Written during a time of unrest during Queen Elizabeth’s reign, Shakespeare was using Rome as a stand-in for England, which could now be anywhere — Washington, Hong Kong, Paris or even protests on the streets of Australia.

“History goes in cycles and I think Shakespeare saw the world that way,” the director shares. “He didn’t take sides and I think the play presents things the way they are and lets the audience make our own decision about what’s happening and who we should support or not.

“It’s morally ambiguous where there are no clear goodies or baddies in this fight. Everyone is doing what they think is the right thing with mostly terrible consequences.”

Setting the play in a hybrid world with non-traditional casting, Bower and designer Emily Chong have put the actors in modern dress — senators in suits, soldiers in military camouflage, riot police with shields and truncheons, the mob in hoodies and jeans — with a nod to Ancient Rome in the set.

Swords and shields are used in the battle scenes, choreographed by combat trainer Lawrence Hassell, who also worked with the cast on the assassination and other death scenes, with everything performed to live percussion, adding to the intensity.
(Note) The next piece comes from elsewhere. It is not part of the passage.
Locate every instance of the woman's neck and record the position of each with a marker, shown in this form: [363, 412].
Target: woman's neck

Bower says the theatre at Subiaco Arts Centre suits the play, with its corner stage allowing for seating on three sides and big stairways through the audience, to include them in the action.

“The audience will really get to feel immersed ... particularly in the crowd scenes where there will be actors on the stairs all the way to the back of the theatre,” he says.

“Shakespeare ... is about the theatre of power and so much of that is in people making public speeches to crowds, so the audience is addressed directly as Rome quite a lot, as the Romans in the street.”